Jeff spent several years like this, and it eventually occurred to him that people might pay him for his expertise! He was ready to monetize his skill set, and I don’t mean putting a Psychiatric Help 5 Cents can on his desk, charging his co-workers as they filtered in with questions. Before he started pitching his talents, though, he recognized that a jack of all trades but master of none earns less than a respected authority on one specific niche. He needed to niche-ify (ok, “specialize” but I like to make up words.) In order to become a Joomla maven (or a maven of any flavor, let’s be honest) one must self-educate. How does one go about that with a full time job, a spouse, and a mortgage? Efficiency, baby. Jeff had always gotten his work completed by noon and then spent the afternoons answering questions and attempting to look busy (he earned employee of the month recognition by becoming a looking-busy maven, but nobody was paying top dollar for that skill.
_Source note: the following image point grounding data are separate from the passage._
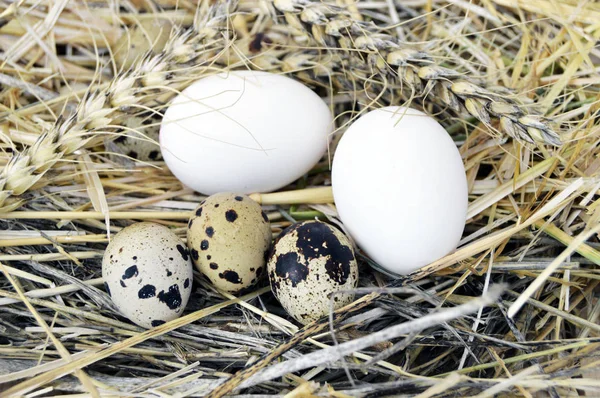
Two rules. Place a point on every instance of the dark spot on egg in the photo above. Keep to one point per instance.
(317, 240)
(183, 251)
(231, 215)
(172, 298)
(153, 155)
(130, 272)
(147, 291)
(288, 267)
(231, 277)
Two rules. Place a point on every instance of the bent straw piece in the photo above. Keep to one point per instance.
(332, 25)
(64, 353)
(544, 275)
(335, 353)
(96, 215)
(37, 381)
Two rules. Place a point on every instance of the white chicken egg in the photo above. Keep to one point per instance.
(400, 188)
(148, 273)
(244, 132)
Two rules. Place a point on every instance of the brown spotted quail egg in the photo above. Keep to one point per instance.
(308, 263)
(229, 238)
(148, 273)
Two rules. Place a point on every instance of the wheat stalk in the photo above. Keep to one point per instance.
(411, 68)
(365, 51)
(133, 90)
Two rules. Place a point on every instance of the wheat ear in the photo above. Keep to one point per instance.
(131, 91)
(332, 26)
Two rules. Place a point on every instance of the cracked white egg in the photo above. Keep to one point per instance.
(147, 271)
(244, 132)
(400, 188)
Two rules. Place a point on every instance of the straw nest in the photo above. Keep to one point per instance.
(513, 312)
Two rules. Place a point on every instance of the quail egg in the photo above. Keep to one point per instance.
(229, 237)
(308, 263)
(148, 273)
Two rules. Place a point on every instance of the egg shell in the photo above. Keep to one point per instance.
(308, 263)
(148, 273)
(254, 131)
(229, 238)
(400, 188)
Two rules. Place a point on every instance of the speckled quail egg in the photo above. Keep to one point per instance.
(148, 273)
(229, 237)
(308, 263)
(146, 35)
(140, 139)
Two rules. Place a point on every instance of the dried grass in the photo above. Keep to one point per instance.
(515, 83)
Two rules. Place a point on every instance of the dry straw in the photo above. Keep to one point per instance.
(516, 84)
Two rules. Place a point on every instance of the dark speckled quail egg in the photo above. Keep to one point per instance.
(148, 273)
(308, 263)
(140, 140)
(229, 237)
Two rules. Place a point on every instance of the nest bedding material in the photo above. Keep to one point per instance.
(512, 312)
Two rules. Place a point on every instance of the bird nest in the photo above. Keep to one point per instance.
(512, 312)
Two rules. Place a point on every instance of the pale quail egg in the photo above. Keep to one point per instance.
(148, 273)
(229, 238)
(308, 263)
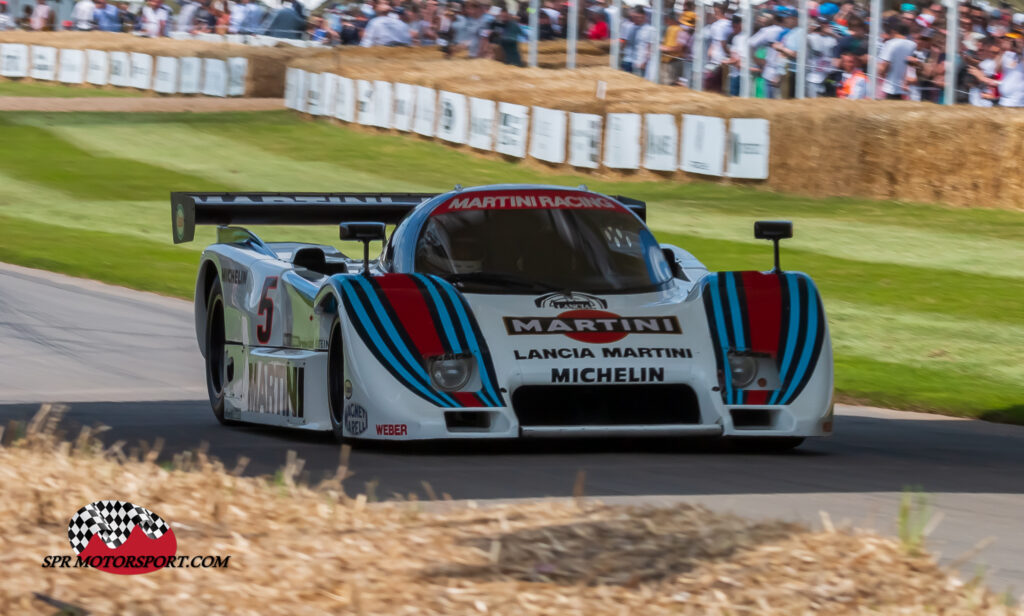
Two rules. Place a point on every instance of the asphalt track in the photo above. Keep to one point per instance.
(129, 360)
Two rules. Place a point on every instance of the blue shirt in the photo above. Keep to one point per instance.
(108, 18)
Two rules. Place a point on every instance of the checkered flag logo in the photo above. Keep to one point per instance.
(114, 520)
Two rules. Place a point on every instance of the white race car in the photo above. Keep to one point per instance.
(499, 311)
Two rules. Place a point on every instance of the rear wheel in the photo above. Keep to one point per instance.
(336, 382)
(216, 370)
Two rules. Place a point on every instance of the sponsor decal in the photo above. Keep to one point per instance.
(596, 326)
(570, 301)
(120, 537)
(392, 430)
(236, 276)
(275, 388)
(355, 420)
(609, 375)
(606, 352)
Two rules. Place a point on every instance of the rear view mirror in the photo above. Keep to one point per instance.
(773, 229)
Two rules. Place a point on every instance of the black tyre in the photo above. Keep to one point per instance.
(767, 444)
(336, 382)
(216, 368)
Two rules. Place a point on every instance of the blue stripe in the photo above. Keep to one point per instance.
(812, 334)
(378, 341)
(723, 336)
(737, 313)
(474, 347)
(442, 312)
(791, 337)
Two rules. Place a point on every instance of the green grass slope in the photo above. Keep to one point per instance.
(924, 302)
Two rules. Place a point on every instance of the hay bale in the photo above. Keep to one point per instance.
(264, 77)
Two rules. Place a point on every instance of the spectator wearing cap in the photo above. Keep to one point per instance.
(854, 81)
(6, 22)
(108, 16)
(896, 55)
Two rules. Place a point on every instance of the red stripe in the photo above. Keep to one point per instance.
(414, 315)
(467, 399)
(756, 397)
(764, 310)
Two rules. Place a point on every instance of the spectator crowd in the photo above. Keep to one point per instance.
(911, 54)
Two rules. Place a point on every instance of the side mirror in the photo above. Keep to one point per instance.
(365, 232)
(773, 230)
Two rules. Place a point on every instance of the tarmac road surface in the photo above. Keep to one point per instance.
(129, 360)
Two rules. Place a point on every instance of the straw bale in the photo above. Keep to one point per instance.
(298, 550)
(265, 76)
Plus it looked silly listed on a resume.) He pivoted and dedicated his afternoons to becoming a Joomla specialist. On the company dime. Nothing sketchy here – he was still getting all his work done! Achieving his goal in a few short months, he began to put the word out that he was a Joomla developer for hire. Bam! Google AdWords did his dirty work for him, and potential clients began to call. Just to recap, his first two steps were (and your first two steps should be):
1) Become an expert
2) Get the word out that you’re the expert
Yes, you complete both of these steps while working full time, just like Jeff did. Here’s the tricky part – step three. You are going to have to change your mindset from being the reactive provider to being the proactive businessperson. No longer being assigned tasks by his superior and checking them off as “completed”, Jeff was now responsible for providing solutions to his clients’ problems. That’s a proactive responsibility. Jeff capitalized on his ability to listen beyond what the client was asking for. Nobody was calling him and asking for a website, even though they thought they were calling him and asking for a website. They were asking for a product, but what they were really seeking was a solution. Clients wanted any number of solutions from more exposure to ecommerce to streamlined file sharing. They wanted solutions and Jeff switched his mindset from “Yes, sir” to “Have you thought about….?” Step three:
3) Change your mindset from reactive (complete assigned tasks) to proactive (I’m a business providing solutions)
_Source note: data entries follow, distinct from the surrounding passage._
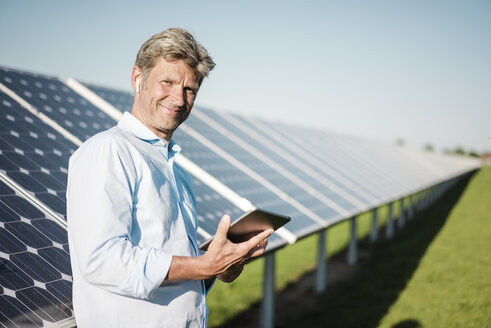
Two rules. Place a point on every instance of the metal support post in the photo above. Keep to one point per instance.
(402, 214)
(374, 227)
(410, 208)
(352, 256)
(389, 228)
(320, 273)
(267, 305)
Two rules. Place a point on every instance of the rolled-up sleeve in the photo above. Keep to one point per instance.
(104, 236)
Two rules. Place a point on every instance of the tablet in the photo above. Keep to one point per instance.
(250, 224)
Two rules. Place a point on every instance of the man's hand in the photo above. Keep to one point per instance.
(223, 259)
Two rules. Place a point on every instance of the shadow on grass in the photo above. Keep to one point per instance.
(360, 295)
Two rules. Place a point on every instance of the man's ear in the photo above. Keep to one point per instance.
(136, 78)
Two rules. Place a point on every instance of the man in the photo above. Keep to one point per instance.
(131, 210)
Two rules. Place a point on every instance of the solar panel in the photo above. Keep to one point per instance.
(267, 172)
(289, 161)
(35, 273)
(226, 173)
(120, 99)
(54, 99)
(33, 154)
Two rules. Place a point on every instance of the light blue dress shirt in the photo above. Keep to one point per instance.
(129, 210)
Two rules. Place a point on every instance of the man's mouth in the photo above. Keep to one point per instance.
(171, 109)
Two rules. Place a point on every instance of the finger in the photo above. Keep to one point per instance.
(257, 239)
(222, 228)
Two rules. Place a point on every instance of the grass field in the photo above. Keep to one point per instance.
(434, 273)
(227, 300)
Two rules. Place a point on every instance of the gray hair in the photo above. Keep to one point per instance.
(175, 44)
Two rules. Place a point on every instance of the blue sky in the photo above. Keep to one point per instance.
(416, 70)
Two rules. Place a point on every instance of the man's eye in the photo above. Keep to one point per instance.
(190, 91)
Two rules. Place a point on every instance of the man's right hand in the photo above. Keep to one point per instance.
(223, 259)
(222, 254)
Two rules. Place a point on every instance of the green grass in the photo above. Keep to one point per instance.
(434, 273)
(227, 300)
(451, 286)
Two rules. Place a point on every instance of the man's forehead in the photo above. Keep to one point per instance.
(177, 66)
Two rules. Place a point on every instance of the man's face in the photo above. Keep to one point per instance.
(166, 98)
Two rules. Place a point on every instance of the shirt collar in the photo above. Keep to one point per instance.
(132, 125)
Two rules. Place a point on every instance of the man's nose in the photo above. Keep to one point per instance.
(177, 96)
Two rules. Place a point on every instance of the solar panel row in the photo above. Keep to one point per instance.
(315, 177)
Jeff goes on to discuss one of the Never-Evers he learned early on (and it took me much longer to learn.) Not every client who approaches you is the right client for you. I know, I just told you to turn down money (shudder.) Don’t get me wrong. I like money. So does Jeff. But when we take on clients who want projects outside our niche, we have the potential to deliver less than the best, which is never good for a new businesses’ reputation.
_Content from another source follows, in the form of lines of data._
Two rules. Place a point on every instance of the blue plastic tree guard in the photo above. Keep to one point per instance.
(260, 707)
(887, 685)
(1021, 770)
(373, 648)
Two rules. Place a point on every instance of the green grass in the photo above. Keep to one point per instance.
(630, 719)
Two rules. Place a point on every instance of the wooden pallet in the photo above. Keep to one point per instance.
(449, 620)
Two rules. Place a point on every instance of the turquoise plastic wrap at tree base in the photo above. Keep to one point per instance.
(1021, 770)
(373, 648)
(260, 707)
For example, my firm shies away from reception, telemarketing, bookkeeping, and translation. We get scores of requests for this kind of work, but bottom line – we’re not very good at it. We don’t want to get involved in anything that we can’t come out of smelling like roses, so we simply turn down those assignments and are happy to refer potential clients to other providers who specialize in those areas. While it took me four years of running a business to be schooled in this particular knowledge nugget, it only took Jeff about six months. Why? Because he took a project he shouldn’t have taken, outside his niche, and ended up swallowing his pride and writing that client a big fat refund check. Ouch. Six months, however, is way less painful than four years. Jeff wins.